Ela sabe disso, e age.
Nunca me abandonou, nunca me esqueceu e eu sou grato
à ela por essa lealdade.
Nunca me pediu
nada, só ofertou.
É amiga, daquelas que não abandonam amigos no meio do
caminho. Como você.
É por isso que eu a quero bem e a respeito, como irmã.
É
isso.
Volta e meia ela me escreve, sempre com uma palavra amiga e alentadora.
Isso tem preço? Acho que não.
Como você, ela , também trabalha
com confecção, só que de lingerie. É boa no que faz.
É bom ser autônoma, né?
Sem patrão, sem ordens, sem encheção de saco, é um suco.

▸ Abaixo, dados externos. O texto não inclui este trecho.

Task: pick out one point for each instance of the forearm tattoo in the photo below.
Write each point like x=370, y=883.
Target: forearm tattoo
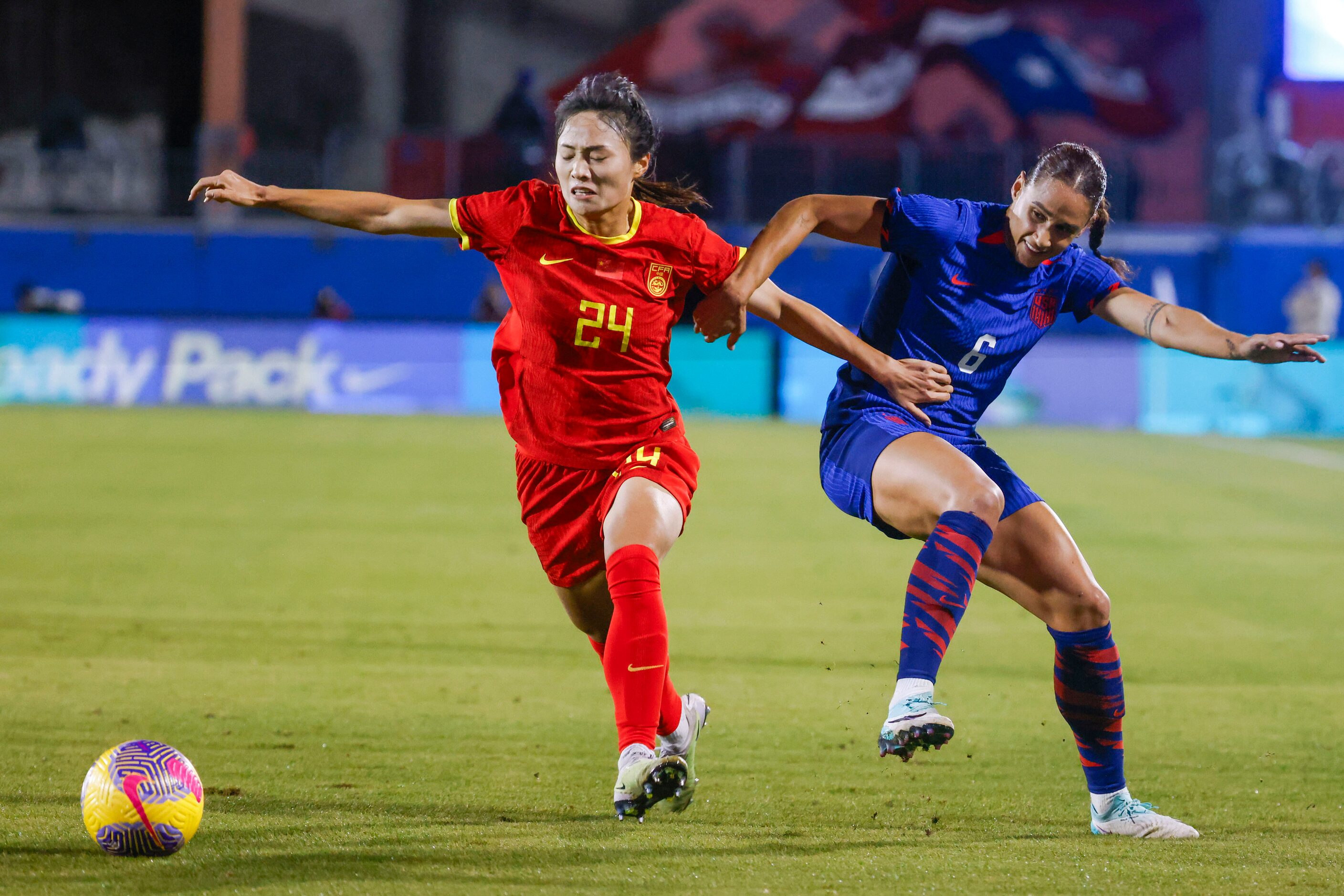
x=1152, y=317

Com o tempo, você pode aumentar a
produção e aumentar a micro de micro para macro, já pensou quando você chegar
nesse patamar?
Quando eu sair deste lugar, vou viver
aí, (em ...) (pelo menos pretendo), pois tenho emprego arrumado já, quando
sair. (...).
Tem um rapaz na minha cela estudante de engenharia elétrica
terceiro ano só parou porque foi preso
numa “fita” (como dizem aqui) que não tinha nada a ver com ele, só que não
conseguiu provar o que dizia. Já ouviu a frase”Estava no lugar errado, na hora
errada?”
Foi o que houve com ele.
Pois é, ele tem uma firma de prestação de
serviços nesta área e resumindo me
prometeu emprego quando eu sair daqui.
Segundo ele, o ganho dá pra viver
sossegado.
Já pensou, Mulata? Vou poder ter minha casa, meu canto, minhas
coisas, sem ter que incomodar ninguém?
Pra mim é o céu.
Sabe aquelas pessoas que, de
cara, você se dá bem? Foi assim.
Logo que ele chegou aqui, e assim continua. É
um paizão de 38 anos, inteligente, bem
falante e de bons sentimentos, e que num lugar destes, onde você encontra de tudo, de inocentes a “monstros”,
onde o que mais impera é a maldade e o que de pior a raça humana tem, ele é uma
raridade.
Demos-nos muito bem, como pai e
filho. Aproveitei a “deixa” de uma conversa nossa e perguntei se tinha um lugar , na
firma dele, para um velho gagá e meio surdo e a resposta foi positiva. Dias
desses perguntei se ainda estava de pé essa conversa que tivemos início do ano
e a resposta foi :
_ “Claro, Veio, você não me escapa tão fácil.” Gostei. "Bão" né¿
Querida, concordo que nós dois
sempre fomos amigos, mas não nos deixamos levar pelo tesão, que falou mais
alto.
Na idade que tínhamos isso foi algo natural, concorda?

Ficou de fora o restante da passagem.